Relatório médico de Bolsonaro, encaminhado a Alexandre de Moraes, diz que ex-presidente estava consciente, com leve desequilíbrio, defesa pede tomografia e ressonância
O relatório médico de Bolsonaro foi enviado pela Polícia Federal ao ministro Alexandre de Moraes na tarde desta terça-feira, 6, antes de qualquer decisão sobre remoção ao hospital.
Segundo o documento, o ex-presidente estava “consciente, orientado, sem sinais de déficit neurológico”, mas apresentava leve desequilíbrio ao ficar em pé e cortes com presença de sangue.
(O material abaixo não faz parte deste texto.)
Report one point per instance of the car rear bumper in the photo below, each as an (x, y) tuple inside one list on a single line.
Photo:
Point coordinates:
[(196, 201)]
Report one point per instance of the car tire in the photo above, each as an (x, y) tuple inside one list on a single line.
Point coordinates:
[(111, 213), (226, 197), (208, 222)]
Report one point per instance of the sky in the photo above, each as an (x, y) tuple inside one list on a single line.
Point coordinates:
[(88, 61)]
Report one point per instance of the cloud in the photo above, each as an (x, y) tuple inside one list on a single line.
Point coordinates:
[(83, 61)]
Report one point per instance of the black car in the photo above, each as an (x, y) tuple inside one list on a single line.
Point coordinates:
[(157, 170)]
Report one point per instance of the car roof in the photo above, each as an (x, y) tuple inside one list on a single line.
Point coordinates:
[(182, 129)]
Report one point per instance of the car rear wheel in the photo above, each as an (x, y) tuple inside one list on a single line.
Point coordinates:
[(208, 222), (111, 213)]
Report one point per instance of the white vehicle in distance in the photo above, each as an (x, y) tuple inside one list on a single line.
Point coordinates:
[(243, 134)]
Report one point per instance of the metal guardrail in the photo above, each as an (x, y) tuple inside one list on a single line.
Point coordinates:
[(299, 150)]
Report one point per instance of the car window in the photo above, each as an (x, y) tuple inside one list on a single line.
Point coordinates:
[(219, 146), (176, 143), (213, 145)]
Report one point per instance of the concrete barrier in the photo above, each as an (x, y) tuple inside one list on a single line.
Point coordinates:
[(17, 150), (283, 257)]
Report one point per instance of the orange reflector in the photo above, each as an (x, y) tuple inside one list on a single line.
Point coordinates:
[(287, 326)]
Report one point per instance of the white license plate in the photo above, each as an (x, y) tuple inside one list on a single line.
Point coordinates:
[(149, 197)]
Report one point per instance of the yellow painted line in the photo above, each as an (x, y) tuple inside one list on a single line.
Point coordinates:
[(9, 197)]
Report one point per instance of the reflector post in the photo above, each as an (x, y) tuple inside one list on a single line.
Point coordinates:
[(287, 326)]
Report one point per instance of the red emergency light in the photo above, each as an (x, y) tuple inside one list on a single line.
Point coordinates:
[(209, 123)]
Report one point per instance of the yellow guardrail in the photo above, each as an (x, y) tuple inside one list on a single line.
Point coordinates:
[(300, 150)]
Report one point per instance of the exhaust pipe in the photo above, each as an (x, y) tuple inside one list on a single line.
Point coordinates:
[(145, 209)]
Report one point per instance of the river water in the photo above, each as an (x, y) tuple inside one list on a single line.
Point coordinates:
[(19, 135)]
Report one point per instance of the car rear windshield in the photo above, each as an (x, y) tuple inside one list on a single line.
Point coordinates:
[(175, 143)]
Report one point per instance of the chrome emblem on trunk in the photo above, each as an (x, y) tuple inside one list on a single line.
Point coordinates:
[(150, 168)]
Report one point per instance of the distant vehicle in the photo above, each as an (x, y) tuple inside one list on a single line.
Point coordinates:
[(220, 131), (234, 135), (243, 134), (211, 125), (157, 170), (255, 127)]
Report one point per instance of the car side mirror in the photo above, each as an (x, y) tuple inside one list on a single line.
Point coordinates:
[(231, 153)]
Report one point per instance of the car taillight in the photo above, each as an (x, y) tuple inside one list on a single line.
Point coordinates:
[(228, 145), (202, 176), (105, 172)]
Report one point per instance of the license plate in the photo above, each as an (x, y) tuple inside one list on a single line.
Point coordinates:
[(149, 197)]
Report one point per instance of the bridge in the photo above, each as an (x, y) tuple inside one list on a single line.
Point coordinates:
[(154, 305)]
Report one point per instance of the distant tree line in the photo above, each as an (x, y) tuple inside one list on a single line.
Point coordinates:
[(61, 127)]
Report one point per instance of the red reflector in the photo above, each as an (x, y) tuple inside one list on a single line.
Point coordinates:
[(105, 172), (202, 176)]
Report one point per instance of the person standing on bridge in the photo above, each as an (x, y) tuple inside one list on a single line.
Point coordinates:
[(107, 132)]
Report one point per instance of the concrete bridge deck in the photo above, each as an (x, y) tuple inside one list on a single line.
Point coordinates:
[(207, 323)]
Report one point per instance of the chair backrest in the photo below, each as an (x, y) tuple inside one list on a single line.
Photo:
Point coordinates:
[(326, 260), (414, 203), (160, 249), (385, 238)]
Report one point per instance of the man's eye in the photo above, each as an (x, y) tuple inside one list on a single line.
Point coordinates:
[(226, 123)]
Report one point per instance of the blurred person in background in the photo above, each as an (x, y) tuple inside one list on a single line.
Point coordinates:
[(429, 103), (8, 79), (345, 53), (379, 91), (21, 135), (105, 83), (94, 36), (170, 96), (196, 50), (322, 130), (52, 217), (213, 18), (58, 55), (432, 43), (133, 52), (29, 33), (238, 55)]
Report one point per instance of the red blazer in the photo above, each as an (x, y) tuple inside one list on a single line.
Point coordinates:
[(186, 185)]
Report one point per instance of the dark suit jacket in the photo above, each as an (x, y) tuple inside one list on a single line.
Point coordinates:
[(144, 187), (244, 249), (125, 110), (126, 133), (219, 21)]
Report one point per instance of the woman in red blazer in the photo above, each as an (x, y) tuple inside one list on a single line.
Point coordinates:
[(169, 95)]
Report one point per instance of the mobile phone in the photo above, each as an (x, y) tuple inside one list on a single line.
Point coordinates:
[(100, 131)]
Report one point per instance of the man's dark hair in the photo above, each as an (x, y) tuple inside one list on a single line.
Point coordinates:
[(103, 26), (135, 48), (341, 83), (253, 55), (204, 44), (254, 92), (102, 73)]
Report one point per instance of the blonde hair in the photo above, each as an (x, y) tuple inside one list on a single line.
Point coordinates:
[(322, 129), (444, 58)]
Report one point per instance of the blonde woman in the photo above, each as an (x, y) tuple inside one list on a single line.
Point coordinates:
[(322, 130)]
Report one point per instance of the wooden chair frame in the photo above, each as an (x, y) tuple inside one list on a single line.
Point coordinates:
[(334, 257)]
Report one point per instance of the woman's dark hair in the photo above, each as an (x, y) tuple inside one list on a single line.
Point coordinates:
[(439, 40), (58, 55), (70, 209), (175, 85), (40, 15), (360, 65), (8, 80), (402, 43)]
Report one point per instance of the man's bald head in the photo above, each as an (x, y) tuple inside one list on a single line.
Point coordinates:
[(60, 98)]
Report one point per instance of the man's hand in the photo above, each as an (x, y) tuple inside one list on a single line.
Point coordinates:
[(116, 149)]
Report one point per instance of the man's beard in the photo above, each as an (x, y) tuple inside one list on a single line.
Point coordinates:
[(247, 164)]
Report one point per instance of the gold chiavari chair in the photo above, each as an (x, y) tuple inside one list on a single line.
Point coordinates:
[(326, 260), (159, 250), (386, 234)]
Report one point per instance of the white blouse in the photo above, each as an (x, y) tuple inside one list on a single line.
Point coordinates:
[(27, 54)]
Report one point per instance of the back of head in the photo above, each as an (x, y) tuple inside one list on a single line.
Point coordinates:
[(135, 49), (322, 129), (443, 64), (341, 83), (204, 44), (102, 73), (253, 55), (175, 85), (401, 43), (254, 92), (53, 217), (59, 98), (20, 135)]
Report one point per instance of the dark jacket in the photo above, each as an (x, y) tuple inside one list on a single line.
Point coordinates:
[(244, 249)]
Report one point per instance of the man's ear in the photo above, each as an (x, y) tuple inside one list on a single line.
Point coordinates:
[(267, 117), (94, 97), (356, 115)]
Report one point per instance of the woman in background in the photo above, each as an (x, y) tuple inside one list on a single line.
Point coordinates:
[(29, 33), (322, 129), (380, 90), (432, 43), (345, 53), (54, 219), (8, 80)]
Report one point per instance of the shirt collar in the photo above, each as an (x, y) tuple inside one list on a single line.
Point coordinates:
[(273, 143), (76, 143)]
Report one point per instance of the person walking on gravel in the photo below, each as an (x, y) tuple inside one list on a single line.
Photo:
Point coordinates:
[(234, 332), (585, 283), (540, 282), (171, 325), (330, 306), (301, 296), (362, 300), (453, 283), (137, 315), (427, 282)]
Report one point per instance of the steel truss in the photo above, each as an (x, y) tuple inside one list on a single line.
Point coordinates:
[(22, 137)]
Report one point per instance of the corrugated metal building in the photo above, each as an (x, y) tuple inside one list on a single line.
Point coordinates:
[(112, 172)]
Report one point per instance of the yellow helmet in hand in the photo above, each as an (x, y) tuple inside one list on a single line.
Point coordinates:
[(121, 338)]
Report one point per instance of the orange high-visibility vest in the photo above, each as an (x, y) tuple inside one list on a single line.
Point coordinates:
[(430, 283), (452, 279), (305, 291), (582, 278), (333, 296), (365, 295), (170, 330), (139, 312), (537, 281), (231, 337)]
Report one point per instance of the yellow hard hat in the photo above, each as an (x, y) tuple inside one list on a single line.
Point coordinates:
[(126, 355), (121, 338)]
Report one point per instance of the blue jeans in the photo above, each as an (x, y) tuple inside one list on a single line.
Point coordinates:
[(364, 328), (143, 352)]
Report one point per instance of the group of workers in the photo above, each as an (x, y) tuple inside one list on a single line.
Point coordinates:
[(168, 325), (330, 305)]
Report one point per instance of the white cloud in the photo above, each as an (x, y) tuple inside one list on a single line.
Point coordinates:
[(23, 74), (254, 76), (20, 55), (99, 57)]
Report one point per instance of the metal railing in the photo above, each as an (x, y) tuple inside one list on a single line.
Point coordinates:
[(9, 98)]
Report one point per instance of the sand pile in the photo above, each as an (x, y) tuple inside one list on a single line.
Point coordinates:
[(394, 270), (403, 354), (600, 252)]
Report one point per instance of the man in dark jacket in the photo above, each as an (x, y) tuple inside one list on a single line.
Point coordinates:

A defesa pede urgência em exames no Hospital DF Star para afastar risco de agravamento e avaliar possível dano neurológico, conforme informação divulgada pela Gazeta do Povo.
Relatório da Polícia Federal
A PF diz que a equipe médica atendeu Bolsonaro às 9h, na Superintendência da Polícia Federal em Brasília, a pedido dos agentes de plantão.
O documento registra que o paciente relatou, durante a segunda-feira, 5, quadro de tontura e “soluços intensos” à noite, e que houve uma queda da cama enquanto dormia.
Segundo a PF, “Paciente relata queda da cama durante esta noite enquanto dormia. Refere leve traumatismo craniano e contusão em braços e pés”. O relatório cita corte “superficial” no lado direito do rosto e no pé esquerdo, com “presença de sangue”.
Pedidos da defesa e recomendações médicas
A defesa solicitou a transferência de Bolsonaro ao hospital, mas o ministro Moraes entendeu que não havia “nenhuma necessidade de remoção imediata do custodiado” e pediu mais informações sobre o quadro.
Os advogados indicaram os exames necessários para avaliação no Hospital DF Star, e o médico Brasil Caiado recomendou a “realização urgente” de tomografia computadorizada de crânio, ressonância magnética de crânio, e eletroencefalograma.
Caiado afirmou que o quadro é “compatível com traumatismo craniano, síncope noturna associada a queda, crise convulsiva a esclarecer, oscilação transitória de memória e lesão cortante em região temporal direita”.
Hipóteses apontadas pela equipe médica
A equipe médica da PF listou possíveis causas para a queda, entre elas interação entre remédios, crise epiléptica, adaptação ao CPAP utilizado para apneia do sono, e processo inflamatório pós-operatório.
Essas hipóteses constam no relatório enviado a Alexandre de Moraes, e sustentam o pedido da defesa por exames de imagem e eletrofisiológicos para elucidar a origem do episódio.
Próximos passos e decisão no STF
Com o envio do relatório médico de Bolsonaro ao ministro, a decisão sobre a ida ao hospital depende agora da análise das informações por Moraes.
A defesa pressiona pela realização imediata dos exames para prevenir complicações neurológicas, enquanto a PF registra que o atendimento foi feito no local e que o paciente estava consciente, orientado e sem sinais de déficit neurológico.